1. ## Explanation of a Proof about L^2

Reading through Apostol's analysis text on $L^{2}(I)$ spaces, he claims that the inequality $|(f, g)| \leq ||f|| \cdot ||g||$ follows immediately from $\displaystyle \int_{I} \Bigl[ \int_{I} |f(x)g(y) - f(y)g(x)|^{2} dy \Bigr] dx \geq 0$. But all I can see is that $|(f, g)| = \Bigl| \displaystyle \int_{I} f(x)g(x) dx \Bigr| \leq \int_{I} |f(x)g(x)| dx$ and $\displaystyle ||f|| \cdot ||g|| = \Bigl( \bigl[ \int_{I} f^{2}(x) dx \bigr] \bigl[ \int_{I} g^{2}(x) dx \bigr] \Bigr)^{\frac{1}{2}}$, and I don't see how these three facts combine to prove the inequality we want. I've thought about squaring both and comparing them, but that doesn't seem like it's helping me.
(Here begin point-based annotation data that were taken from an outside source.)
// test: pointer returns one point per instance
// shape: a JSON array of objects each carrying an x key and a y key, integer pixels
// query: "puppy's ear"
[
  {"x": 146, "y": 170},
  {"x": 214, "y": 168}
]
2. Originally Posted by ragnar
Reading through Apostol's analysis text on $L^{2}(I)$ spaces, he claims that the inequality $|(f, g)| \leq ||f|| \cdot ||g||$ follows immediately from $\displaystyle \int_{I} \Bigl[ \int_{I} |f(x)g(y) - f(y)g(x)|^{2} dy \Bigr] dx \geq 0$. But all I can see is that $|(f, g)| = \Bigl| \displaystyle \int_{I} f(x)g(x) dx \Bigr| \leq \int_{I} |f(x)g(x)| dx$ and $\displaystyle ||f|| \cdot ||g|| = \Bigl( \bigl[ \int_{I} f^{2}(x) dx \bigr] \bigl[ \int_{I} g^{2}(x) dx \bigr] \Bigr)^{\frac{1}{2}}$, and I don't see how these three facts combine to prove the inequality we want. I've thought about squaring both and comparing them, but that doesn't seem like it's helping me.
Notice that $fg$ is measurable, so it suffices to dominate it by an integrable function to show it's integrable. To do this note $|fg|\leq \max \{|f|,|g|\} ^2 =\max \{ f^2,g^2\} \leq f^2 +g^2$. To prove the inequality just expand the square in the first integral to obtain something like:

$\left( \int_I f^2(x)dx \right) \left( \int_I g^2(y)dy \right) - 2\left( \int_I f(x)g(x)dx \right) \left( \int_I f(y)g(y)dy \right) +\left( \int_I f^2(y)dy \right) \left( \int_I g^2(x)dx \right) \geq 0$

Now just remember that the variable of integration is irrelevant, rename, regroup, cancel, etc.